I know you asked for odd and strange, but I don’t watch much that’s weird or odd. I also don’t have a google account so I don’t subscribe to any YouTube channels but I am a full fledged fan of Matt’s Off Road Recovery and Fab Rats. Fascinating rescues, fun builds and some occasional, okay, a lot of off road fun!


----------



## legacy (Sep 30, 2007)

Soft White Underbelly


----------



## legacy (Sep 30, 2007)

DallanC said:


> What is the the oddest, strangest Youtube channel you watch?
> 
> I'll go first... I have no idea why I find this interesting, but I started watching it over a year ago and still follow it. Its a professional cow hoof trimmer in scotland... who finds and fixes the damned'est hoof issues. Its pretty incredible how fast hooves grow, and how catastrophic injuries can heal up.
> 
> ...


I like to watch that one


----------



## Bax* (Dec 14, 2008)

There are two things that I like:

1 - I love random videos. So its not a particular content creator that I follow, but I love random things like this:






2 - I love bushcraft and primitive construction videos that show skills, or just random things people have done. This guy in particular fascinates me:


----------



## Bax* (Dec 14, 2008)

legacy said:


> Soft White Underbelly


This is an under appreciated channel. The story of the Whitakers is so fascinating to me.


----------



## DallanC (Jan 13, 2009)

Bax* said:


> This is an under appreciated channel. The story of the Whitakers is so fascinating to me.

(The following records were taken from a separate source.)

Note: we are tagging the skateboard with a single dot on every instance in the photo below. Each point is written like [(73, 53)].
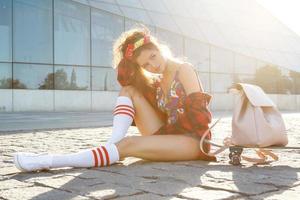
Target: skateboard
[(235, 151)]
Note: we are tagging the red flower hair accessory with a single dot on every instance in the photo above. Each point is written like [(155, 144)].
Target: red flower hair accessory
[(132, 47)]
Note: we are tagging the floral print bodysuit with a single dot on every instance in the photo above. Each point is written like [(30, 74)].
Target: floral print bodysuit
[(172, 102)]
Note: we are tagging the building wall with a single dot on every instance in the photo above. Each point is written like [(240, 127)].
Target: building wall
[(56, 55)]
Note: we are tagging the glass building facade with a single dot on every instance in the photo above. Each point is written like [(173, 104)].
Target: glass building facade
[(67, 45)]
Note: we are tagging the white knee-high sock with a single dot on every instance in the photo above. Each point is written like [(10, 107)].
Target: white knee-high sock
[(97, 157), (123, 117)]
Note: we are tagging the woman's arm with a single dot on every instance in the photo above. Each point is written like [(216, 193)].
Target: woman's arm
[(189, 79)]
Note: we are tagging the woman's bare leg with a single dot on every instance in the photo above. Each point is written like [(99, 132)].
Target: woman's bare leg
[(146, 119), (160, 147)]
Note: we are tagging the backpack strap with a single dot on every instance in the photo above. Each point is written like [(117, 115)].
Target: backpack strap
[(262, 153)]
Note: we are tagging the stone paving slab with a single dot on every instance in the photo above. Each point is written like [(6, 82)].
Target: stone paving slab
[(134, 178)]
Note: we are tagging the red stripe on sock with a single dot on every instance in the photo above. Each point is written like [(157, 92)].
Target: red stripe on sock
[(125, 109), (123, 105), (106, 154), (125, 113), (101, 157), (95, 158)]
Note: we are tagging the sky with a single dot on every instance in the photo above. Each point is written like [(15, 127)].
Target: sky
[(287, 11)]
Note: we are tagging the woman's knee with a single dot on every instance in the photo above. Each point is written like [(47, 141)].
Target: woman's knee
[(126, 145)]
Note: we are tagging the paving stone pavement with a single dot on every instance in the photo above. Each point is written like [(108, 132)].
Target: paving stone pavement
[(134, 178)]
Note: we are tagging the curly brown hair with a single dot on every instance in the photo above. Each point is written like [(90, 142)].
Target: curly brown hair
[(139, 79)]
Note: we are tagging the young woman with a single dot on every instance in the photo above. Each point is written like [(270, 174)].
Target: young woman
[(160, 95)]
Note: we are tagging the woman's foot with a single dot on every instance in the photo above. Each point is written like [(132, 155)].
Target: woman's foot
[(28, 162)]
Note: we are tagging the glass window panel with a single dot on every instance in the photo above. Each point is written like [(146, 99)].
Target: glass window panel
[(136, 14), (99, 77), (173, 40), (72, 78), (155, 5), (221, 60), (244, 64), (5, 30), (221, 82), (204, 78), (104, 79), (212, 33), (5, 76), (177, 8), (113, 8), (112, 83), (33, 31), (189, 28), (134, 24), (105, 29), (198, 54), (130, 3), (164, 21), (72, 33), (244, 78), (32, 76)]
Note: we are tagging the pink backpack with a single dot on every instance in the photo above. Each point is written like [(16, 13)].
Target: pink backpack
[(256, 122)]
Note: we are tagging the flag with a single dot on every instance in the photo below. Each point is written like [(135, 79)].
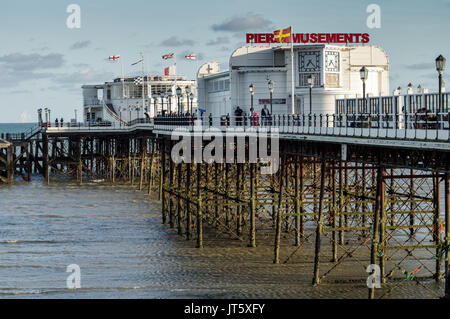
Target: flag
[(168, 56), (138, 62), (282, 35), (170, 70)]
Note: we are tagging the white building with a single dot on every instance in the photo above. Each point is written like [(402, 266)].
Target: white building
[(122, 100), (335, 67)]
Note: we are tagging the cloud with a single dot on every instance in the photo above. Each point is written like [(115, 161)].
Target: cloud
[(200, 56), (175, 42), (218, 40), (85, 75), (250, 21), (30, 62), (420, 66), (80, 45)]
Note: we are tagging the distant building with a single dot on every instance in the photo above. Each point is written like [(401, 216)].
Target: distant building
[(122, 100), (335, 67)]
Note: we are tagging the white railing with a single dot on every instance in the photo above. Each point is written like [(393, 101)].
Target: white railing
[(420, 126)]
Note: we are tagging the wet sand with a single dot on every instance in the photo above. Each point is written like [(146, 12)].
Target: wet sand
[(115, 235)]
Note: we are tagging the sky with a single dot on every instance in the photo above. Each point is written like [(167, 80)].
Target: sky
[(43, 63)]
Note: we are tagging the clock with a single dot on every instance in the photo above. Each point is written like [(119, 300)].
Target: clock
[(332, 61), (309, 61)]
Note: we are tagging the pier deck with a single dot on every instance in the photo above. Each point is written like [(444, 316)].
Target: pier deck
[(369, 195)]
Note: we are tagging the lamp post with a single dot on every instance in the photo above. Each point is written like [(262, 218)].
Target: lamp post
[(271, 88), (40, 117), (129, 109), (161, 95), (178, 91), (191, 96), (440, 67), (252, 92), (364, 73), (311, 79), (188, 94), (169, 95), (137, 110), (154, 97)]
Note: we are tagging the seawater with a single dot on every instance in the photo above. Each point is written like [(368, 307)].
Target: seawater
[(15, 127), (115, 235)]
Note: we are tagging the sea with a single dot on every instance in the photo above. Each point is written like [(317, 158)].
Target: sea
[(111, 238)]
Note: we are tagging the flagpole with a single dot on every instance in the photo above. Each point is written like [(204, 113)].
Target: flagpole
[(178, 99), (143, 85), (123, 78), (292, 76)]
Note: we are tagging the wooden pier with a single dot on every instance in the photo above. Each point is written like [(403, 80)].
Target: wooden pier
[(386, 203)]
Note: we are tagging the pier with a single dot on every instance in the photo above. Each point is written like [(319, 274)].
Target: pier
[(359, 190)]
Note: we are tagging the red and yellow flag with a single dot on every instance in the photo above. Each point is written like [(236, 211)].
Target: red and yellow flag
[(282, 35)]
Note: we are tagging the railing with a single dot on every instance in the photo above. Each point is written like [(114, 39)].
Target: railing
[(23, 136), (418, 126), (397, 104)]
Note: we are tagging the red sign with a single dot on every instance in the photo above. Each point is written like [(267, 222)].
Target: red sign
[(309, 38)]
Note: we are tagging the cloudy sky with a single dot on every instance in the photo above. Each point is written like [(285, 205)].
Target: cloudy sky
[(44, 63)]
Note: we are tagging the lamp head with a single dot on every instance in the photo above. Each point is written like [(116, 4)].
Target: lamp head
[(363, 73), (440, 64)]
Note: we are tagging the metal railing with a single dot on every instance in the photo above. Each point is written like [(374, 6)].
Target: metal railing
[(417, 126)]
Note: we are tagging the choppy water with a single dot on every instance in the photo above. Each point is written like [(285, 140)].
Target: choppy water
[(115, 235), (15, 127)]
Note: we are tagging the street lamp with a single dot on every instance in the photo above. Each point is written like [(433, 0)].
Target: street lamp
[(410, 88), (161, 95), (188, 92), (46, 116), (364, 74), (129, 108), (252, 92), (154, 97), (191, 96), (271, 87), (178, 91), (170, 94), (311, 81), (440, 67)]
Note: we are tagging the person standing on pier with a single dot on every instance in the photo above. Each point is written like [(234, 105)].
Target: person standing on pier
[(254, 117), (265, 115), (238, 113)]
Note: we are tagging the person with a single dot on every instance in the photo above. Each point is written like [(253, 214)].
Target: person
[(254, 117), (265, 115), (238, 113)]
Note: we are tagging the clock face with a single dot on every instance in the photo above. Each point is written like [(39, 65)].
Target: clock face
[(310, 61), (331, 61)]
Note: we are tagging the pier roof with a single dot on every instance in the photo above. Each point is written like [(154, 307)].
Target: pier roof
[(4, 143)]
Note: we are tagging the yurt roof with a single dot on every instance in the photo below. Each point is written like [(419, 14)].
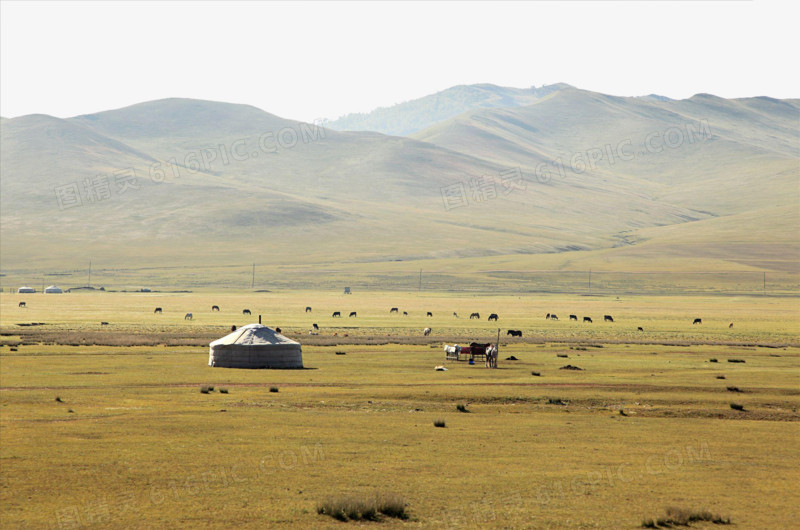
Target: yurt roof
[(253, 335)]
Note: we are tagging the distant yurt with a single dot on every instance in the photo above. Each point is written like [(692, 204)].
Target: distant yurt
[(255, 346)]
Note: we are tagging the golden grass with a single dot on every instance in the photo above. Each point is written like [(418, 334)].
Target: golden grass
[(144, 447)]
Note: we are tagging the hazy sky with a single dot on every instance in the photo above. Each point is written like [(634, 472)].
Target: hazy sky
[(311, 60)]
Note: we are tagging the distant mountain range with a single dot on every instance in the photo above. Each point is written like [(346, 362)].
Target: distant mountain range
[(554, 175)]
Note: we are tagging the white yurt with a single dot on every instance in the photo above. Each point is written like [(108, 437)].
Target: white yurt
[(255, 346)]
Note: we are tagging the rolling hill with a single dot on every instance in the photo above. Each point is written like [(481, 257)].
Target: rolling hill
[(562, 178)]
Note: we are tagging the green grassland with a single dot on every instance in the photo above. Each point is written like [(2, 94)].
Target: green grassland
[(132, 442)]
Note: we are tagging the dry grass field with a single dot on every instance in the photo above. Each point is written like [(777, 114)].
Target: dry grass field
[(106, 426)]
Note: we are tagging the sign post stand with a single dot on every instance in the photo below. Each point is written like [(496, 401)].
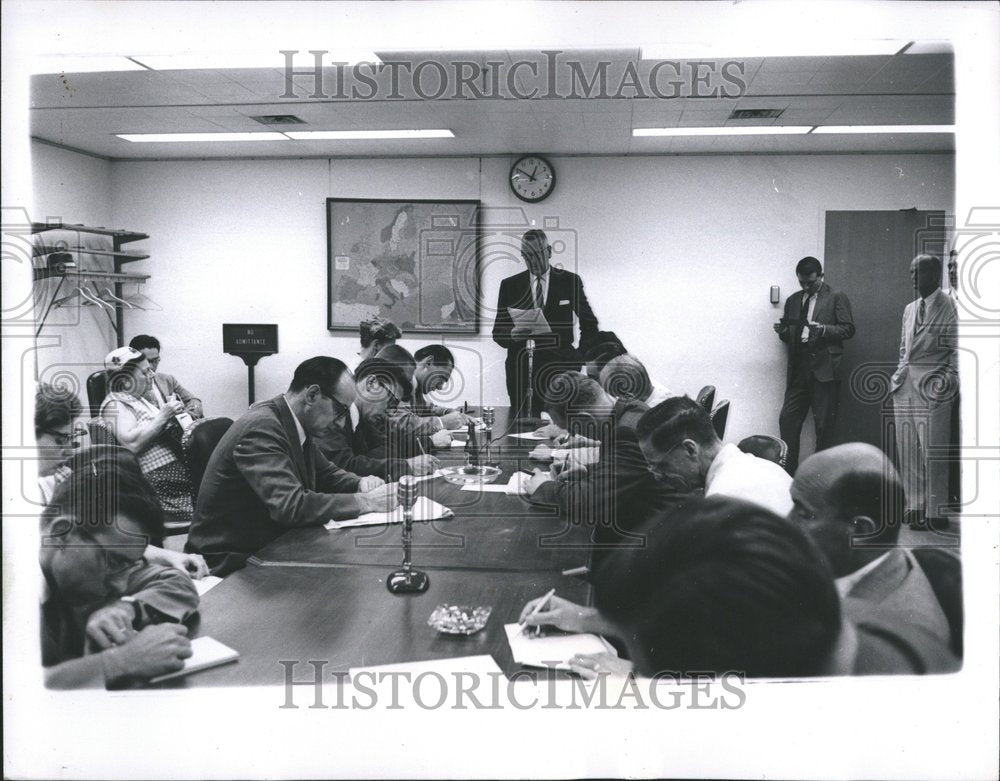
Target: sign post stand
[(250, 342)]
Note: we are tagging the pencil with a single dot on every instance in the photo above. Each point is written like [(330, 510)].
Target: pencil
[(538, 609)]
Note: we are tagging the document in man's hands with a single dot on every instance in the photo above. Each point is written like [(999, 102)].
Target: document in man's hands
[(423, 510), (529, 322), (554, 649), (206, 652)]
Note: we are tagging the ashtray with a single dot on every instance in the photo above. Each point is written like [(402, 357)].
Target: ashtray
[(459, 619), (470, 475)]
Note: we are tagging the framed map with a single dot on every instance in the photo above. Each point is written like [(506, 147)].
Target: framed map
[(413, 262)]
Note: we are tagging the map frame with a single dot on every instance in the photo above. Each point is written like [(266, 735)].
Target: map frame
[(452, 220)]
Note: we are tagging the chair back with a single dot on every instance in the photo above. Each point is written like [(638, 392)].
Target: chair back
[(943, 569), (199, 443), (97, 391), (767, 447), (706, 397), (719, 417)]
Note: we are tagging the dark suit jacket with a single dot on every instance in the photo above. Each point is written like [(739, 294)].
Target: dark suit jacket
[(260, 482), (565, 297), (351, 450), (832, 310)]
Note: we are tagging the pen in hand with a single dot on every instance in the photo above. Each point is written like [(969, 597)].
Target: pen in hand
[(542, 604)]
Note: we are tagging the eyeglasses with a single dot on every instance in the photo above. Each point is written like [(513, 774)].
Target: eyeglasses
[(63, 439)]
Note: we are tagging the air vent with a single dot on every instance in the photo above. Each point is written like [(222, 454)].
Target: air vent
[(756, 113), (278, 119)]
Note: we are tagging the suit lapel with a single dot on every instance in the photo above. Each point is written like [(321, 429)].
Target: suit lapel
[(298, 456)]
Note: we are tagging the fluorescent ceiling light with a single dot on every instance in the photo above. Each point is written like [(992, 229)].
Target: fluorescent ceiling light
[(165, 138), (721, 50), (885, 129), (773, 130), (353, 135), (301, 60), (56, 63)]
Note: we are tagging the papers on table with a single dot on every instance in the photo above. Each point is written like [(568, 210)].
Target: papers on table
[(554, 650), (530, 435), (423, 510), (531, 322), (483, 665), (206, 584), (206, 652), (516, 486)]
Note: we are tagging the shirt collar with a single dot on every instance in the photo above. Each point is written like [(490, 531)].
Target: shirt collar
[(728, 452), (848, 582), (298, 426)]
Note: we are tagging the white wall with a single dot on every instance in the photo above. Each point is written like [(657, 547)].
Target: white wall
[(74, 188), (677, 254)]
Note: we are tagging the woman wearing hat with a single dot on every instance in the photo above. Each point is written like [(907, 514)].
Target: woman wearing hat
[(151, 427)]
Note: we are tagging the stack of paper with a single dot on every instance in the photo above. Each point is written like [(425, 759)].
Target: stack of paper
[(205, 652), (423, 510), (553, 650)]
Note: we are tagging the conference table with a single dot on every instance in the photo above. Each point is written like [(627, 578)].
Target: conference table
[(315, 595)]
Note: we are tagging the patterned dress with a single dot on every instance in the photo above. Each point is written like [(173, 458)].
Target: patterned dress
[(161, 460)]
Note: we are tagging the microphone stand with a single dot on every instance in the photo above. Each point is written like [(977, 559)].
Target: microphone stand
[(407, 580)]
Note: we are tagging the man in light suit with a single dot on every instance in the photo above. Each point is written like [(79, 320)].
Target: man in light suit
[(267, 475), (560, 296), (816, 323), (850, 500), (166, 385), (923, 388)]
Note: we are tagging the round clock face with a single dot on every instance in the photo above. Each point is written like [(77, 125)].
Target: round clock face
[(532, 178)]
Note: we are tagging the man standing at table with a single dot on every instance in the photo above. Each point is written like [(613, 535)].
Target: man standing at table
[(923, 388), (560, 296), (267, 474), (817, 321)]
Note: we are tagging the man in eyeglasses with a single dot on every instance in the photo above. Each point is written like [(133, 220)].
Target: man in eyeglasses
[(817, 321), (267, 474), (356, 438)]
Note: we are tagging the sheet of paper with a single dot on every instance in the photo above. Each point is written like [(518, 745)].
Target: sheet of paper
[(206, 584), (533, 320), (205, 652), (552, 650), (423, 510), (483, 665)]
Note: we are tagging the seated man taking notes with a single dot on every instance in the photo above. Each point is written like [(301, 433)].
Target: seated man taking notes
[(267, 475)]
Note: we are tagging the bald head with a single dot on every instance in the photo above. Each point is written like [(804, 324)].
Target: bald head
[(849, 499)]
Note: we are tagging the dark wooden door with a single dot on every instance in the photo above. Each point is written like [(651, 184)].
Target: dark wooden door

Yea that's a really interesting one as well. I lived in WVA for 2 years long ago... there's some crazy things to see deep in those "hollars". I saw a couple family's worse than the Whitakers... crazy deformities.

-DallanC


----------



## legacy (Sep 30, 2007)

DallanC said:


> Yea that's a really interesting one as well. I lived in WVA for 2 years long ago... there's some crazy things to see deep in those "hollars". I saw a couple family's worse than the Whitakers... crazy deformities.
> 
> -DallanC


I was in Virginia and Franklin County WV. CRAZY stuff for sure!!


----------



## Bax* (Dec 14, 2008)

DallanC said:


> Yea that's a really interesting one as well. I lived in WVA for 2 years long ago... there's some crazy things to see deep in those "hollars". I saw a couple family's worse than the Whitakers... crazy deformities.
> 
> -DallanC


Along those lines, have you ever heard of the Blue Fugates of Kentucky?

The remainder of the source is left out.